LaSalle cites a bunch of other cases where punishment for a drug-related death was clearly disproportionate to the defendant's culpability, if not cruelly gratuitous. Lindsay Newkirk got three years in Ohio because her father died after she injected him with heroin from the same batch she had just used. Jennifer Johnson got six years in Minnesota because she let her husband, who had been drinking, have some of the liquid methadone she had been prescribed. Later he drank more of the methadone without her knowledge. "To make an example out of me, when the case is that I lost my husband, I think is really a disgusting thing to do," she told MPR News.
Jarret McCasland was sentenced to life without parole in Louisiana after he shared heroin and cocaine with his girlfriend, who died later that night. "Though they painted Jarret as a 'depraved drug dealer' at his trial," LaSalle says, "police and prosecutors agreed that the drugs came from other sellers, but indicated that they felt no obligation to pursue those people."
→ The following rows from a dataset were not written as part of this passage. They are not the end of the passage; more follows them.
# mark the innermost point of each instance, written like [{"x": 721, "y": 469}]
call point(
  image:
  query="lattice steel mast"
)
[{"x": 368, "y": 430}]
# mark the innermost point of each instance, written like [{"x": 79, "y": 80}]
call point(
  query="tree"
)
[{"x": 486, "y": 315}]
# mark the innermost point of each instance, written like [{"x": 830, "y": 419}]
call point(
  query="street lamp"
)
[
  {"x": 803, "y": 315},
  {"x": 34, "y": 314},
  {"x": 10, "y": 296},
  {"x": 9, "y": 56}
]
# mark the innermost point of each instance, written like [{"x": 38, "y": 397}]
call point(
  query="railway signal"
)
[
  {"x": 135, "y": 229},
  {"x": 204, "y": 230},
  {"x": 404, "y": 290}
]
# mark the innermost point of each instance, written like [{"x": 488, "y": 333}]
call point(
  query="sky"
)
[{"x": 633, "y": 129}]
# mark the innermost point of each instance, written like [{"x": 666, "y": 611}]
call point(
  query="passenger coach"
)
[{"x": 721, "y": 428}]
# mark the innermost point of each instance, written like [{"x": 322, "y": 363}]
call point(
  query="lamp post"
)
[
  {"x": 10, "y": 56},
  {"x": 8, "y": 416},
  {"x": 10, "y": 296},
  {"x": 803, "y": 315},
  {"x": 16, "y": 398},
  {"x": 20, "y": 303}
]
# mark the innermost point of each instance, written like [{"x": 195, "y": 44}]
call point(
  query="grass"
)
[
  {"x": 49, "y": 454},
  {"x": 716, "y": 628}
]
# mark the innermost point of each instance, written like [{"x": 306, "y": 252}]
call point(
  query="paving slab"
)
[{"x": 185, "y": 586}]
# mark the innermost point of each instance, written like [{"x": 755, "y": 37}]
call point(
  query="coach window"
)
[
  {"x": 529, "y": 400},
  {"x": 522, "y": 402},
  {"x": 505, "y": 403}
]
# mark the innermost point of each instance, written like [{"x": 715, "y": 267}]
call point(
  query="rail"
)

Erik Brown got 23 years in Illinois for giving a friend a tenth of a gram of heroin in exchange for a quarter gram of "bath salts" while the two men were partying in a motel room. When the friend passed out, Brown was afraid to call 911 because of all the drugs in the room. Jim Porter, then the U.S. attorney for the Southern District of Illinois, cited Brown's failure to call 911 as a reason for prosecuting him, apparently unaware of the irony.